Nossa intimidade só tem um mês! Não posso perde-la. Passamos o final de semana mágico juntas escrevendo indagações para o texto da Edith Pearlman. Sou grata pelo veludo da sua tinta, a maciez de sua esfera e a precisão do traço no meu ‘r’ ‘s’ ‘m’ ‘p’. A sua tinta azul marinho é pacífica. O metal de seu corpo me esfria e aquece os dedos. Com o peso na extremidade, ela repousava inclinada dentro do círculo feito pelo meu indicador e polegar direitos. Ali encaixada na almofada do meu polegar ela deslizava no papel. Sua tinta não falhava mesmo quando escrevia deitada na cama. Preciso encontrar um jeito de resgatá-la. Me sinto ridícula. E se fosse um cordão de ouro? Ou a chave da casa? Ou a única foto da mãe morta? Ou a única prova de DNA do filho desaparecido?
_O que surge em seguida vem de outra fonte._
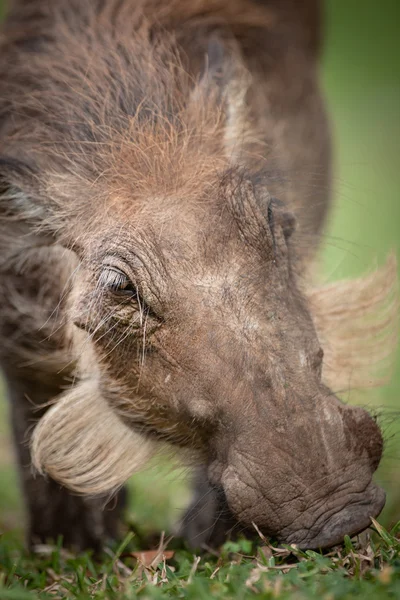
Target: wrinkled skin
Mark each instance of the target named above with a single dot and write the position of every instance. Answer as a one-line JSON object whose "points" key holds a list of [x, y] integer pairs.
{"points": [[232, 355]]}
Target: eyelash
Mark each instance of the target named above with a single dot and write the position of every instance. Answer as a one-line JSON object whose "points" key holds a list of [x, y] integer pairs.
{"points": [[117, 282]]}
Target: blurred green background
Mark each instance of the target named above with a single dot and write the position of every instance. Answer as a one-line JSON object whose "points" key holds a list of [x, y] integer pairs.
{"points": [[361, 78]]}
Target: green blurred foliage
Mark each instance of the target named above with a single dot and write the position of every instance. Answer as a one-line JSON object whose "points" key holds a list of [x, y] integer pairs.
{"points": [[361, 79]]}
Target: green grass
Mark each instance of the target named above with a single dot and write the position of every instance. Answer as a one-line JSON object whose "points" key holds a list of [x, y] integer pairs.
{"points": [[361, 79], [240, 570]]}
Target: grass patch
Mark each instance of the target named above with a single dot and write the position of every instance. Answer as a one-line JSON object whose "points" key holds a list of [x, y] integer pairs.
{"points": [[367, 569]]}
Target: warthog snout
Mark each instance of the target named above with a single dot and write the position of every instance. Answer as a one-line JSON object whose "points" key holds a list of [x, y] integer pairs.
{"points": [[309, 485]]}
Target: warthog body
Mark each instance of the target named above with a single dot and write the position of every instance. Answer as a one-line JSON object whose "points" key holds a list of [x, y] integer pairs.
{"points": [[164, 175]]}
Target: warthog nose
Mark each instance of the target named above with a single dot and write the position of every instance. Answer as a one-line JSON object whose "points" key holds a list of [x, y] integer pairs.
{"points": [[352, 519]]}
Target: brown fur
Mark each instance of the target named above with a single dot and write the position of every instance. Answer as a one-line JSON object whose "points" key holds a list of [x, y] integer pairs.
{"points": [[171, 147]]}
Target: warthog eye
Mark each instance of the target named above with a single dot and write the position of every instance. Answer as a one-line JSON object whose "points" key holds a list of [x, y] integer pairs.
{"points": [[117, 282]]}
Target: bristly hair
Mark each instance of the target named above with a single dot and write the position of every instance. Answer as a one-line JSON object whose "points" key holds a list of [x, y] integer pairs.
{"points": [[357, 321]]}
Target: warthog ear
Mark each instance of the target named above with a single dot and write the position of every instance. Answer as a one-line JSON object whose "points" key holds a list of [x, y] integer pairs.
{"points": [[82, 443], [357, 323]]}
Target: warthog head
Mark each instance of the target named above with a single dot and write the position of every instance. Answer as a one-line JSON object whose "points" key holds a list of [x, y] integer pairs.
{"points": [[205, 340], [189, 295]]}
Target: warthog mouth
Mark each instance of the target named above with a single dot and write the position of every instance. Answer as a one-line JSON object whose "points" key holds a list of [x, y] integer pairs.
{"points": [[350, 520]]}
Me sentiria diferente? Quais os objetos são mais importantes?
Eu posso escrever com outra caneta. Eu posso tentar comprar outra caneta igual. Eu posso deixar ir e lamentar a minha perda. Posso. Mas não quero.
Tenho outras escolhas que posso fazer. Enxergo as minhas circunstâncias.
Vou deixar a caneta ficar por agora. Vou pedir ajuda. Vou traçar um plano de resgate. Vou acreditar na sua volta. Não na sua volta mágica. Mas na volta produzida pelo meu esforço. Na volta desejada e buscada.
Ontem, depois de seis dias, voltei ao banco da praça modernista com meu marido e filho, equipados com nossas mentes criativas e mãos competentes, imãs potentes, fios, uma trena metálica e lanternas do celular. Ela estava caída no mesmo lugar com folhas secas em volta. Havia tomado chuva e sol. Foram trinta minutos de movimentos e trocas de informações entre meu parceiro no resgate e eu. Ao final a caneta estava de volta na minha mão e eu não pude esperar para escrever no meu caderno de numero 4!